As I began the hike, the "Super Moon" was setting (actually it was a couple of days prior but still almost full).
The trail in the early stages of the hike was easy to follow. At one point it went directly beneath an old Saguaro cactus. A few miles later, I passed the Maiden Pools, and noticed an interesting rock. Supposedly this rock was a Matate used by native Americans for grinding grains.
As I climbed higher, the expansive views down Ventana Canyon were quite spectacular.
After around 5 miles, the trail had become much less clear, and it connected to the Esperero Trail ,which in some places was almost invisible. But my confidence that I would reach the summit began to grow, as I saw the jagged peaks off in the distance. On the other hand, I began to wonder how I would ever be able to reach the top!
Along the ridge is the geological feature that gives this range its name. Window Rock is a natural "window", and apparently there are places in the city of Tucson where you can actually see the Window if you look carefully. For purposes of SOTA, Window Rock was not my destination as it lies too far below the summit. But since the trail passes so close to the Window, I felt compelled to stop to enjoy a few minutes exploring the Window and it's incredible views.
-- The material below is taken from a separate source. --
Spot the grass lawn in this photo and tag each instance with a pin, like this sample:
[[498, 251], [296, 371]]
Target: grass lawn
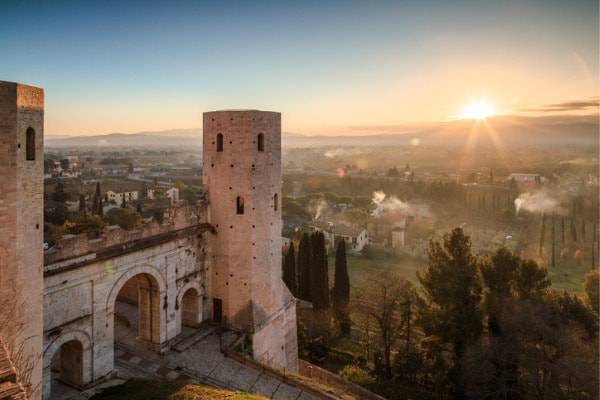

Pushing onward, I found the trail was significantly less obvious, and significantly more challenging, once I had passed the Window. I suppose most people probably don't hike past this point, which is already a fairly solid day's hike. But I was determined to reach the summit and get on the air!
Unfortunately, I reached a point where it seemed that it would be impossible to go any higher. SOTA rules allow you to set up within 25 meters of the peak's highest elevation, and I was just at the edge of this limit, but I was also was surrounded by pillars of rock...setting up an antenna in this area was not an option. I tried calling my buddy Quinton, NU7Y, on a repeater, and the rocks made that virtually impossible too.
I was discouraged, but then I realized...I had just hiked for almost 5 hours, climbed over 4,500 feet, and I came here to operate my radio! I was not going to give up. There were some trees, and I realized that with some creative scrambling/tree climbing, I might be able to get higher.
It worked! I found my way to the top, and was rewarded with a nice rock summit!
The views were absolutely amazing up there. I quickly set up and got on the air. It was already past 1:30pm and I knew time was going to be short if I was to make it back down before sunset.
I would have loved to just sit up there and run the rig, but sadly I only made 17 QSO's before I decided it was time to pack up. I'm learning that while operating from summits is supremely fun, my time up there always seems to be quite limited.
Here's a 360 degree video view from the summit. I had my HT on a local repeater and there were a few locals planning the next day's public service ops for El Tour de Tucson, a big bike race.
I really had to hurry on the hike down. The views of the mountains were quite stunning as the sun set, with hills taking on a golden hue and shadows growing longer.
I finally made it back to the car just about 10 minutes after sunset, tired but happy. The total hike distance was 13.2 miles, according to my GPS, with 4,779 feet of elevation gain. This was a beautiful hike and a successful SOTA activation, and I'm looking forward to doing it again!